Éditions Gallimard, Coll. Scribes

240 pages

12/02/2023

19,50 €

Premier roman

 

 

 

La critique peut ne pas être agréable, mais elle est nécessaire. Elle a le même rôle que la douleur dans le corps humain. Elle attire l'attention sur un état de choses insatisfaisant.

Winston Churchill

 

Et si ma pitié envers les autres m’empêchait de travailler, alors autant me souder une armure épaisse derrière laquelle disparaître un instant. À un moment, faut avancer.

 

Client mystère de Mathieu Lauverjat est le deuxième titre à être publié dans la collection Scribes des éditions Gallimard. Créée en août 2022 et dirigée par Clément Ribes, cette collection entend mettre en avant une littérature qui cherche ses mots sans certitude de les trouver. Des textes qui n’ont pas peur d’arpenter des territoires encore inconnus. Des romans qui nous touchent par ce qu’ils racontent, mais aussi par leur style. Des propositions qui ouvrent de nouveaux chemins. Des espaces de laboratoire. Des objets hybrides qui se jouent des genres. La pluralité des esthétiques.

 

De fait, Client mystère est ce qu’il convient d’appeler un livre à sujet avec une dimension documentaire, qui met en tension des thèmes qui traversent notre société au XXIe siècle pour la décrire au plus juste.

 

Le narrateur, anonyme Lillois de 24 ans, est livreur à vélo et travaille pour une plateforme. Autoentrepreneur, il est l’une de ces innombrables silhouettes, sac carré dans le dos, que l’on voit pédaler à toute vitesse dans nos villes, se mettant en danger à chaque course pour faire le plus de shifts possible.
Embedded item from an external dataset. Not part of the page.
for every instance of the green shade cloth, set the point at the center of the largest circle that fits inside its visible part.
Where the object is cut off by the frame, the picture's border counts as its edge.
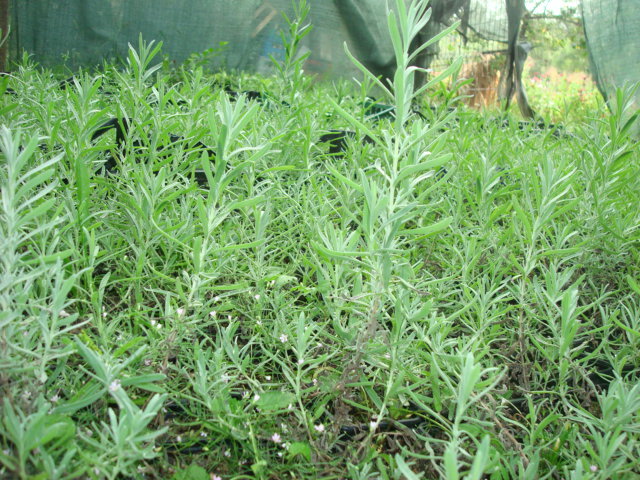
(612, 29)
Par une soirée très pluvieuse, l’accident, redouté mais hélas prévisible, le rend indisponible pour plusieurs jours. Rien de bien sérieux pour lui, mais le vélo, lui, est hors d'état. Le client, furieux de n’avoir pas été livré, a déposé une note et un commentaire désastreux sur l’application, et on sait bien que le client est roi et a toujours le dernier mot. S’amorce alors la dégringolade dans l’algorithme de la plateforme, et la nécessité de trouver rapidement une nouvelle source de revenus, car un autoentrepreneur sans mission est un autoentrepreneur sans le sou.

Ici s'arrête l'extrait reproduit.